La business unit media est, quant à elle, la première d’un nouveau genre pour l’équipementier. Elle ne se concentre plus sur les offres technologiques mais cible, de la conception à la vente, le secteur des medias, sur lequel l’entreprise travaille depuis plusieurs années. "Nous proposons depuis longtemps des systèmes pour les diffuseurs medias, de la TV logicielle, de l’IPTV... rappelle Hans Vestberg. C’est déjà un business en très forte croissance chez nous et il fallait plus d’efficacité pour mieux l’exploiter. Les logiciels TV, par exemple, étaient auparavant développés dans notre entité consacrée au logiciel, par exemple. Désormais, ils seront dans la nouvelle BU Medias."

 

Les transports, l’énergie et la sécurité publique

Ericsson a aussi créé une nouvelle entité pour d’autres secteurs verticaux sur lesquels il travaille déjà : les transports, l’énergie (utilities) et la sécurité publique. Moins mûrs que les medias, pour l’équipementier ? Toujours est-il qu’ils sont regroupés dans une entité uniquement commerciale. Les produits et les services qu’elle vendra seront développés dans les 4 business units techniques.

 

Plus de logiciel, car plus de virtualisation

De plus, la nouvelle organisation met encore davantage l’accent sur le logiciel avec les business units consacrées aux produits et services cloud et informatique. Virtualisation des télécoms oblige. "Notre R&D est déjà complètement orientée vers le logiciel, précise Hans Vestberg. Dans le cloud et les medias en particulier. On se dirige déjà vers du matériel nu équipé de logiciel spécifique. On virtualise déjà beaucoup de fonctions, comme l’Evolved packet core (échange entre les stations de base et cœur de réseau, ndlr), la voix sur IP, le sous-système multimedia (IMS)… Et dans cette transition vers le logiciel, le plus gros problème n’est pas forcément la diminution des marges par rapport au matériel – ce n’est d’ailleurs pas forcément le cas  mais plutôt la difficulté de faire croître l’activité, de passer à l’échelle."

 

Selon le patron de l’équipementier, ses ventes de services affichent aujourd’hui une croissance à deux chiffres, même si la partie professionnelle est seulement stable. "Il y a 10 ans, les services ne représentaient que 3 milliards d’euros dans notre chiffre d'affaires, précise-t-il. Aujourd’hui ils comptent pour près de 15 milliards d’euros. Et nous avons 66000 personnes qui travaillent dessus (sur un effectif de 116 000, ndlr)".

 

Des résultats à la baisse et un Huawei tout puissant

Le Suédois n’a pas d’autre choix que de se transformer face à cette révolution dans son métier. Mais la concurrence est aussi là pour le rappeler à l’ordre.
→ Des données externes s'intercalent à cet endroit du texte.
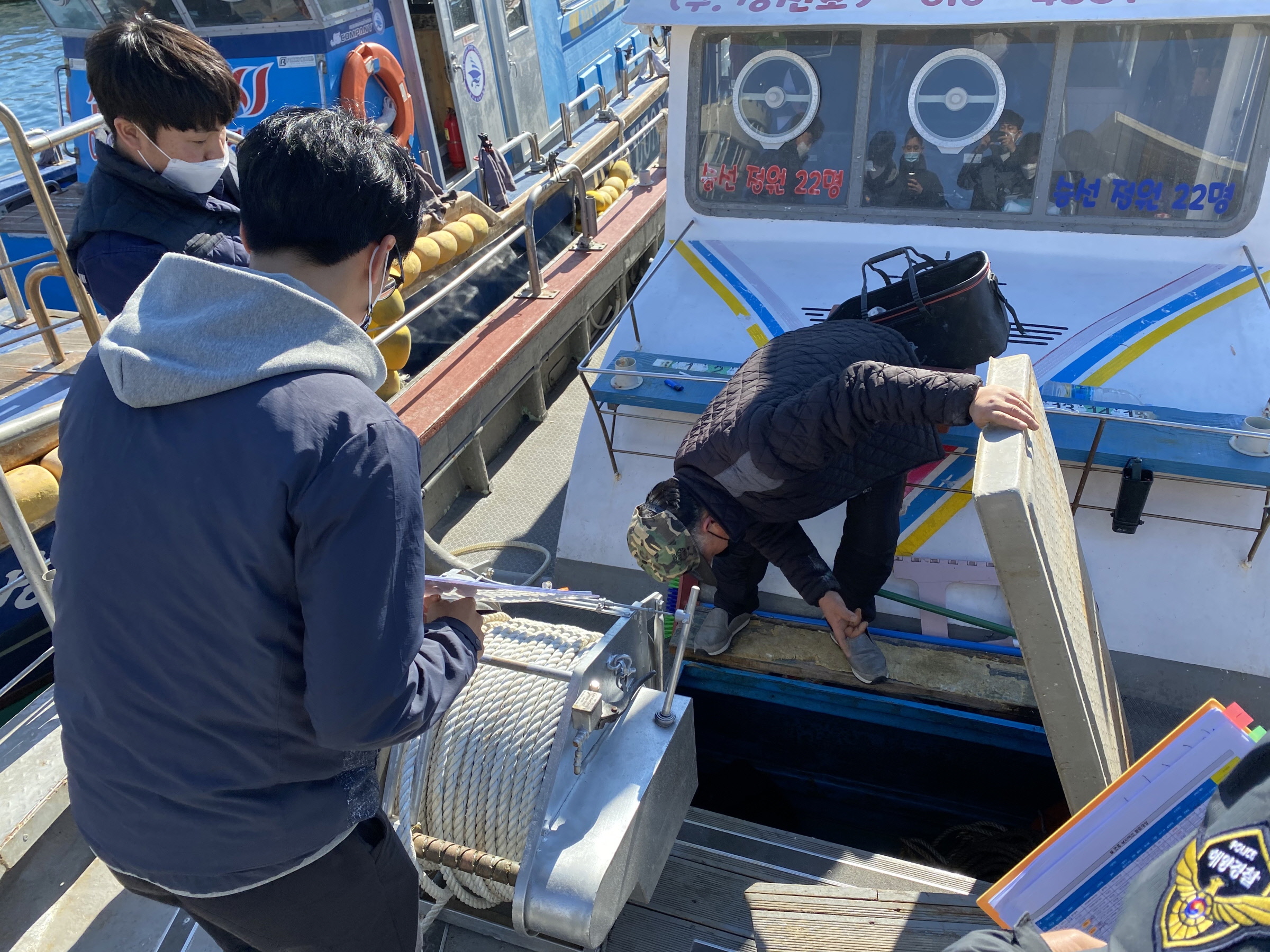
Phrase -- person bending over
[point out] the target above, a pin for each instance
(823, 416)
(166, 178)
(242, 621)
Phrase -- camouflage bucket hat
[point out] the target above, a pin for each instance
(661, 545)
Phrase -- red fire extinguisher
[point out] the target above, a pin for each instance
(454, 144)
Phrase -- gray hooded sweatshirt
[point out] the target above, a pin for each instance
(239, 582)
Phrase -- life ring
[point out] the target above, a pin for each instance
(373, 59)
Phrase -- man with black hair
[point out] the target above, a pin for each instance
(823, 416)
(992, 166)
(242, 623)
(166, 178)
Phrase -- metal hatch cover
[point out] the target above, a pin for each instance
(1027, 518)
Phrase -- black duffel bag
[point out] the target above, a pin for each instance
(951, 312)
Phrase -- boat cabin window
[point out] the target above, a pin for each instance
(335, 10)
(70, 14)
(1153, 126)
(513, 11)
(778, 117)
(1159, 121)
(956, 118)
(232, 13)
(122, 10)
(462, 14)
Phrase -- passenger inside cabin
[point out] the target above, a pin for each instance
(816, 418)
(242, 620)
(992, 167)
(166, 178)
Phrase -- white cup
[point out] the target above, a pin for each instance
(1254, 446)
(625, 381)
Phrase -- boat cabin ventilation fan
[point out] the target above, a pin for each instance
(549, 785)
(776, 97)
(957, 99)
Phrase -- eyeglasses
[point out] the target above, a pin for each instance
(392, 282)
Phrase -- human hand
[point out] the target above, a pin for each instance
(1071, 941)
(843, 623)
(1004, 408)
(462, 610)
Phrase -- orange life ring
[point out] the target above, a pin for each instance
(360, 67)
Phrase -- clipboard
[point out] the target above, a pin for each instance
(1078, 876)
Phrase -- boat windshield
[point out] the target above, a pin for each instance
(1153, 125)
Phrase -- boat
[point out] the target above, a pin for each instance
(399, 61)
(827, 811)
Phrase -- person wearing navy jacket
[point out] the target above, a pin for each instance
(242, 621)
(166, 178)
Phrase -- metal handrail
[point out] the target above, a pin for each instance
(26, 150)
(532, 139)
(1170, 424)
(567, 109)
(658, 122)
(537, 163)
(588, 234)
(646, 58)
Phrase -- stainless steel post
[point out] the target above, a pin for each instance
(23, 543)
(664, 718)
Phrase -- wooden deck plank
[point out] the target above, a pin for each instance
(918, 671)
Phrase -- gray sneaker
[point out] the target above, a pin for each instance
(715, 634)
(868, 662)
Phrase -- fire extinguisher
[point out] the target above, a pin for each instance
(454, 145)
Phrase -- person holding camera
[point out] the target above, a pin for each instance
(992, 166)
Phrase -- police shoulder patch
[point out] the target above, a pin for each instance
(1220, 894)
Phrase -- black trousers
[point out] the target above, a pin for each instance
(362, 896)
(863, 564)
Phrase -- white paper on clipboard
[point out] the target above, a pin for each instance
(1077, 879)
(497, 591)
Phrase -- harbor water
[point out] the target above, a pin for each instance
(30, 52)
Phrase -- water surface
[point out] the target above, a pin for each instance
(30, 51)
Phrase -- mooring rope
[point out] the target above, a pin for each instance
(489, 753)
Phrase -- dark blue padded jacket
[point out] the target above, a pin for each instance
(130, 217)
(239, 582)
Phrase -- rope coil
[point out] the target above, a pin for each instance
(489, 753)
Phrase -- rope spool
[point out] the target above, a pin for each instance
(489, 753)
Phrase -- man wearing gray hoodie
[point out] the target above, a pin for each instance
(242, 621)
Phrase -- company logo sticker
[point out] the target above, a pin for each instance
(474, 73)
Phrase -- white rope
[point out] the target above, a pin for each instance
(489, 754)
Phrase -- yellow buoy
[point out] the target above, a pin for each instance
(388, 310)
(411, 263)
(54, 464)
(462, 234)
(36, 490)
(392, 386)
(397, 350)
(478, 224)
(448, 243)
(429, 253)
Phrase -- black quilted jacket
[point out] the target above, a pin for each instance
(812, 419)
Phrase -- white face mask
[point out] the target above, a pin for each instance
(198, 178)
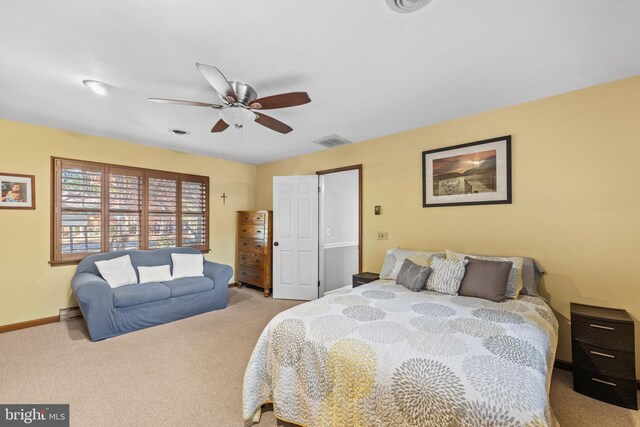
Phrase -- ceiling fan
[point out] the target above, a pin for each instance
(241, 102)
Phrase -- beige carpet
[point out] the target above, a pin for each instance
(187, 373)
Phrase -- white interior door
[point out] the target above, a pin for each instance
(295, 237)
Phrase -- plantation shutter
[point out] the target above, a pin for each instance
(80, 208)
(194, 206)
(163, 209)
(125, 209)
(101, 208)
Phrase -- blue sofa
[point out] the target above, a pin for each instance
(114, 311)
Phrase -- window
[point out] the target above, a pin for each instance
(100, 208)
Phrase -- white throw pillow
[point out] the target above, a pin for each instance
(514, 283)
(117, 271)
(447, 275)
(187, 265)
(395, 258)
(160, 273)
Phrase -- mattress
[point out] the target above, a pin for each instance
(382, 355)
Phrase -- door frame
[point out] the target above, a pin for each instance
(359, 169)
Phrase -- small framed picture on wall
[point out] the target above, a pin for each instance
(476, 173)
(17, 191)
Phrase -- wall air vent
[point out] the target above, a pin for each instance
(406, 6)
(331, 141)
(179, 132)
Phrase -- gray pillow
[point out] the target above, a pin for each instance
(532, 272)
(485, 279)
(413, 276)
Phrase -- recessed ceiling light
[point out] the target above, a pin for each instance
(406, 6)
(97, 87)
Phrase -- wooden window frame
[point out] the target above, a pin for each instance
(57, 163)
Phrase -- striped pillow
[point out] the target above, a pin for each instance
(446, 276)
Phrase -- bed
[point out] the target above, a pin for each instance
(382, 355)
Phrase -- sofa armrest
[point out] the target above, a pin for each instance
(91, 289)
(219, 273)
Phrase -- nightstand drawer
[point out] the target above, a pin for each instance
(617, 363)
(603, 333)
(605, 388)
(364, 278)
(257, 218)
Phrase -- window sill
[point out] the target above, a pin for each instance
(77, 261)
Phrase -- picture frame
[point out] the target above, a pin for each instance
(17, 191)
(476, 173)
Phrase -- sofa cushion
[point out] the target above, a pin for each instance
(127, 295)
(189, 285)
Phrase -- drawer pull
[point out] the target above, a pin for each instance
(608, 328)
(597, 353)
(604, 382)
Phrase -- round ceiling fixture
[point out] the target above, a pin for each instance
(406, 6)
(96, 87)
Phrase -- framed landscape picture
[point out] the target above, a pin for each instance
(17, 191)
(477, 173)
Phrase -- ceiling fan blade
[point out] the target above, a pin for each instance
(272, 123)
(218, 81)
(220, 126)
(188, 103)
(283, 100)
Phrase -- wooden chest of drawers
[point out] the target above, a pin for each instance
(603, 349)
(253, 253)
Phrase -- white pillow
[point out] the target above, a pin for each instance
(117, 271)
(395, 258)
(514, 282)
(446, 276)
(160, 273)
(187, 265)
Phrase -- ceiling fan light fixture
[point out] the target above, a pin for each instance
(237, 116)
(96, 87)
(406, 6)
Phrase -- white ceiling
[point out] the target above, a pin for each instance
(369, 71)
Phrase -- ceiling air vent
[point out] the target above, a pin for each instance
(331, 141)
(406, 6)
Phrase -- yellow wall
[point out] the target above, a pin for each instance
(576, 203)
(29, 287)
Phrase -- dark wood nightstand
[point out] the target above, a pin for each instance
(364, 278)
(603, 348)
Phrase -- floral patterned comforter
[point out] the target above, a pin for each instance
(381, 355)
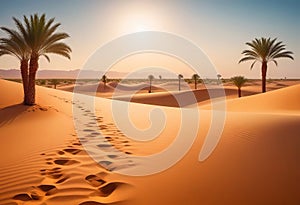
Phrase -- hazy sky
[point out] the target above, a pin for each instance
(219, 27)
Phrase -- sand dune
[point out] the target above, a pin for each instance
(281, 100)
(43, 161)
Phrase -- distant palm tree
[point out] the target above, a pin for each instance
(219, 77)
(40, 37)
(104, 80)
(195, 77)
(151, 78)
(239, 82)
(265, 51)
(179, 79)
(16, 46)
(54, 82)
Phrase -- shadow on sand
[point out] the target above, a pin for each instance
(10, 113)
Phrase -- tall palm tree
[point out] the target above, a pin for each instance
(239, 82)
(265, 50)
(104, 80)
(219, 78)
(151, 78)
(179, 79)
(41, 38)
(195, 77)
(15, 46)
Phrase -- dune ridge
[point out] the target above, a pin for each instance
(43, 160)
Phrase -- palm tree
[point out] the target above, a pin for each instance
(239, 82)
(16, 46)
(151, 78)
(195, 77)
(54, 82)
(219, 77)
(265, 50)
(104, 80)
(41, 39)
(179, 79)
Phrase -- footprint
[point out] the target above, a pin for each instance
(62, 180)
(94, 180)
(46, 188)
(108, 189)
(91, 203)
(22, 197)
(65, 161)
(73, 151)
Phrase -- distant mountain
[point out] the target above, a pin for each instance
(88, 74)
(62, 74)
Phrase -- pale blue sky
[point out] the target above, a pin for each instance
(219, 27)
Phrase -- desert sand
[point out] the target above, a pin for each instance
(255, 162)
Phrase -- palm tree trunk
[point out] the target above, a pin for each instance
(33, 66)
(239, 92)
(264, 75)
(24, 74)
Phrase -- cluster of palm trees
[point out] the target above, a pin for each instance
(34, 37)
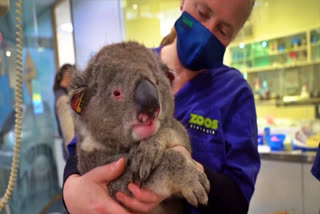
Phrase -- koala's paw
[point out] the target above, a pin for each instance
(195, 185)
(146, 158)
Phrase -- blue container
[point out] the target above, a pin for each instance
(260, 139)
(276, 141)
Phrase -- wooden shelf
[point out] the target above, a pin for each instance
(302, 48)
(279, 67)
(315, 45)
(273, 53)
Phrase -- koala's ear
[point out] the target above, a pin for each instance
(77, 99)
(169, 73)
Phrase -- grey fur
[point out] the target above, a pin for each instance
(105, 133)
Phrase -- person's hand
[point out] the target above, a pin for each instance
(142, 202)
(185, 152)
(89, 193)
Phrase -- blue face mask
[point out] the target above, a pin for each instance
(197, 47)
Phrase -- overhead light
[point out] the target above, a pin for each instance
(66, 27)
(135, 6)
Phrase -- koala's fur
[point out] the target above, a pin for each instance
(105, 125)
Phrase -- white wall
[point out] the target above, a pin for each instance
(96, 24)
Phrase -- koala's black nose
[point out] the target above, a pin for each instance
(147, 100)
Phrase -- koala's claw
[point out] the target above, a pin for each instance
(196, 186)
(146, 158)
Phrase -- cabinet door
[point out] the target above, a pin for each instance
(278, 188)
(311, 191)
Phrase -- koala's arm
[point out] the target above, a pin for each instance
(88, 160)
(150, 151)
(177, 173)
(177, 135)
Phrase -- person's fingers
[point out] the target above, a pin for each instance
(107, 172)
(110, 206)
(199, 165)
(133, 204)
(144, 195)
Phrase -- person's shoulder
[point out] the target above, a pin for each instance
(230, 75)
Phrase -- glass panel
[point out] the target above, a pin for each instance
(37, 181)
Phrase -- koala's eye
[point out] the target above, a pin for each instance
(116, 93)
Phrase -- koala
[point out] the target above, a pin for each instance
(123, 107)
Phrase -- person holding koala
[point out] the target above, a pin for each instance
(212, 101)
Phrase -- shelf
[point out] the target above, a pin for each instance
(273, 53)
(278, 67)
(298, 100)
(315, 45)
(303, 48)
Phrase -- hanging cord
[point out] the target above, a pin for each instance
(15, 161)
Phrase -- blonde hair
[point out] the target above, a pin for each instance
(167, 40)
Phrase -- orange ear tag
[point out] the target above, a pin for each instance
(77, 101)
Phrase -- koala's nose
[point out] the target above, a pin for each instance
(147, 99)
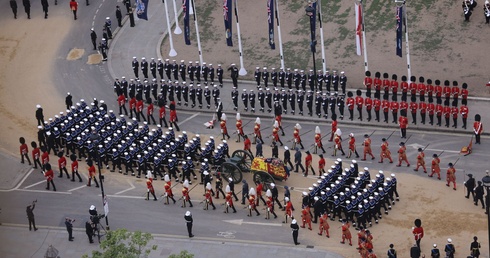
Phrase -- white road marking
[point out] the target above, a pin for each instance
(76, 188)
(40, 182)
(190, 118)
(123, 191)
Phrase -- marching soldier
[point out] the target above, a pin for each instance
(209, 196)
(219, 73)
(245, 99)
(420, 160)
(160, 68)
(402, 155)
(144, 67)
(224, 130)
(261, 97)
(352, 146)
(343, 81)
(451, 176)
(257, 75)
(265, 77)
(229, 200)
(435, 168)
(234, 75)
(239, 127)
(274, 77)
(185, 194)
(477, 128)
(318, 140)
(292, 101)
(135, 64)
(385, 151)
(234, 97)
(367, 147)
(251, 100)
(153, 68)
(257, 133)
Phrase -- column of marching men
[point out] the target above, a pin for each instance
(433, 100)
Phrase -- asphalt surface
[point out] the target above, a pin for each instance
(126, 206)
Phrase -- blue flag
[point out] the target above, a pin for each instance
(399, 30)
(227, 18)
(185, 7)
(270, 20)
(142, 9)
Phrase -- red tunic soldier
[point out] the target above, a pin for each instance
(423, 111)
(257, 133)
(451, 176)
(346, 232)
(321, 165)
(251, 203)
(224, 130)
(435, 168)
(229, 200)
(239, 127)
(413, 110)
(306, 217)
(377, 108)
(464, 94)
(394, 85)
(149, 185)
(359, 103)
(368, 82)
(420, 160)
(439, 112)
(48, 174)
(477, 128)
(62, 165)
(185, 194)
(385, 105)
(367, 147)
(24, 151)
(168, 189)
(132, 107)
(431, 108)
(447, 114)
(385, 151)
(402, 155)
(350, 104)
(297, 137)
(352, 146)
(121, 101)
(394, 110)
(455, 114)
(318, 140)
(36, 154)
(421, 89)
(209, 197)
(161, 115)
(369, 106)
(309, 163)
(333, 127)
(324, 226)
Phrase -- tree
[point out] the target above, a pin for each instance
(122, 243)
(182, 254)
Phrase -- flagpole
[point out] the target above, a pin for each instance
(281, 53)
(172, 51)
(409, 69)
(177, 30)
(242, 71)
(364, 42)
(324, 62)
(197, 33)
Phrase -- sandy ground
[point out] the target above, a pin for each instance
(25, 80)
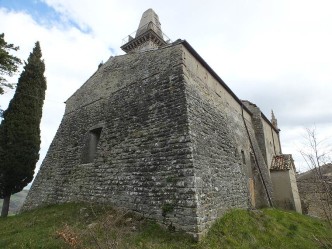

En 2015, Huawei lui a ainsi pris de façon spectaculaire la première place sur le podium des équipementiers télécoms. Le chinois a réalisé l’an dernier un chiffre d'affaires de 75% supérieur à celui du suédois (48 milliards d’euros contre 27 milliards d’euros) ! Même si leurs périmètres ne sont plus les mêmes – Ericsson n’ayant plus d’activité smartphone, par exemple  le coup est dur à encaisser.

 

Et les résultats du premier trimestre 2016 ont confirmé les difficultés d’Ericsson. Son chiffre d'affaires a chuté de 2% en un an. "Attention, notre réorganisation n'est pas consécutive à ces résultats. Elle n’a pas été réfléchie en 3 mois, insiste Hans Vestberg. Nous y travaillons depuis plus de trois ans et elle est la suite logique de notre évolution de ces dernières années, vers de nouveaux secteurs, plus de logiciels, plus de services."

 

 

Une réorganisation qui ne devrait pas affecter la France
En France, 320 employés Ericsson, issus du rachat de Technicolor Broadcast Services, travaillent sur l'activité média de l'équipementier. Ce dernier dispose aussi d'une équipe rennaise sur ce sujet arrivée avec une autre acquisition en 2015. Celle d'Envivio, une entreprise d’encodage vidéo. Selon la direction de la communication France, ces employés rejoignent la nouvelle business unit consacrée aux medias. Pour autant, ils devraient rester à Boulogne dans les Hauts-de-Seine et en Bretagne. Plus globalement, le Suédois ne prévoit pas de plan de départs au-delà de celui déjà entamé en 2014 et qui doit concerner 2200 employés d’ici à la fin 2017.